Step 2: Remortgage house without telling her.
Step 3: Sell off all her highly precious sentimental jewelry that’s been in her family for years
Step 4: Put an ad on autoscout24.ch to sell her car behind her back.
Step 5: Book flight to Vegas to piss all the proceeds from the above away on Blackjack, cocaine and hookers (making sure I go on a date that corresponds with her birthday and our anniversary).
Step 6: Install industrial strength spring-loaded fire doors all over the flat, so the second she opens one, it’ll fly back into her face at 50 kmph (cos all chicks think that’s hot!)

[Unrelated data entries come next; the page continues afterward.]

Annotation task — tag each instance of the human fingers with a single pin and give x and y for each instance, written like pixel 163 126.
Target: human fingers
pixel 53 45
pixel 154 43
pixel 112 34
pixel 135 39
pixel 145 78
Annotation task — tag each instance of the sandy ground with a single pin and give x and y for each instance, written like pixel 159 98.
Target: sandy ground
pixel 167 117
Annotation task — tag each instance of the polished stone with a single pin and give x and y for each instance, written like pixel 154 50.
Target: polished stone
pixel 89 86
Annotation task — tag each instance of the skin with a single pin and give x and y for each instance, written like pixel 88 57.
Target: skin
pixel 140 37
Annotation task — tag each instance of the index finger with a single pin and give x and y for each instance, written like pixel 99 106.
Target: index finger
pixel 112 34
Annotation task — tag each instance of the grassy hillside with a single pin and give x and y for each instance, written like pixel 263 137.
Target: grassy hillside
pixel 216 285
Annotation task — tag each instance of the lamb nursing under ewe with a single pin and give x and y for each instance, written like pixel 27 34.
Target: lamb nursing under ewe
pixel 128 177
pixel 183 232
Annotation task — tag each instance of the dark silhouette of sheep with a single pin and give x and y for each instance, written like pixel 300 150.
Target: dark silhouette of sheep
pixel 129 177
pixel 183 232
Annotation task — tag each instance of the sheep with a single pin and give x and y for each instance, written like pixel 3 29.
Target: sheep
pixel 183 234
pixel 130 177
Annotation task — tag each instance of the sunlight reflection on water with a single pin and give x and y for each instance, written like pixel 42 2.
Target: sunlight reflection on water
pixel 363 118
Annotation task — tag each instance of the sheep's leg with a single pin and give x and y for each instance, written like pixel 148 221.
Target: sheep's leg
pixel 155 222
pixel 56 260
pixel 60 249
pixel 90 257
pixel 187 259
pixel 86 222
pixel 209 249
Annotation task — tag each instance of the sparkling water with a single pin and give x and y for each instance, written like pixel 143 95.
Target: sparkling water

Step 7: Return when I feel like it to find her choking for it with my new-found ‘bad-boyness’!
Step 8: When confronted say shrug and say, “Female dogs have a tendency towards foolishness!”
Step 9: Ignore step 8 as it was too nice! Should read, “Bitches be crazy!”
Step 10: Ignore Steps 1 to 9 and continue to appreciate just how lucky I am to be married to someone as cool as my wife!